JorZine - Eternal Deformity - The Beauty of Chaos [First Review]

Eternal Deformity - The Beauty of Chaos [First Review]

Label: Code666 Records

Reviewer: Nada K. Ahmed - 2012-08-01

Band profile | Official website | Order online

Rating
6.5/10
CompositionMusicianshipProductionArtworkOriginality
6.5/10 6.5/10 6.5/10 6.5/10 6.5/10

Highlights:  I couldn't pick a highlight

The diversity of genres played by one act has become a trendy phenomenon in the Rock\Metal scene nowadays, and it’s becoming more of an appeal for those who seek either, major musical ecstasy or knowledge. Should the appeal be for knowledge, the mention of Polish Metal would bring out some memorable acts such as: Vader, Behemoth and Riverside; by which plenty of other acts were inspired.

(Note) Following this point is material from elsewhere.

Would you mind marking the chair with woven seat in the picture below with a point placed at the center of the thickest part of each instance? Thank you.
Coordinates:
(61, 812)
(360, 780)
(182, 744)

Eternal Deformity (Zory – 1993) is a multi-genre band that can be tacked up on the board with the release their new record, “The Beauty of Chaos”. A title which I reckon should be taken seriously (considering the somewhat beautiful chaos) in the album. The teaser trailer released on Vimeo a few months ago was a bit of a hint as to how the album would be like, or, maybe on how it should not be expected to be like.

Avant-garde Black Metal is the dominant ingredient in “The Beauty of Chaos”, combined with sparkles of Symphonic-Progressive\Doom elements that are not carefully, but rather chaotically, spread throughout the album. Consequently, keyboards and orchestral moments are made of a great deal out of and might even cover some major guitar sounds in tracks like, “The Beauty of Ultimate End”. However, the most impressive aspect is the solos that can be said to be merely classical.

 

It gets pretty confusing while listening for whether those elements fall into place or are just fillers to the music, mostly because the sounds, at some point, feel rather primal, incoherent and, carry no apparent senses in them. Yet, everything seems familiar in this album, in a way the band is seemingly influenced by many acts including: Opeth and Dimmu Borgir. This is also obvious in the vocal interludes and the swift shifts between different pitches of brutal and clean. Unfortunately, their musical influences took a wrong turn on their third track, “Lifeless” as its solo is a copycat of, “Rapture’s To Forget”.

 

“The Beauty of Chaos”, as a whole, is a record that would not plead for a second listen and might not add something new for listeners, but certainly would add too much for a band at their gateway into the dark side of music.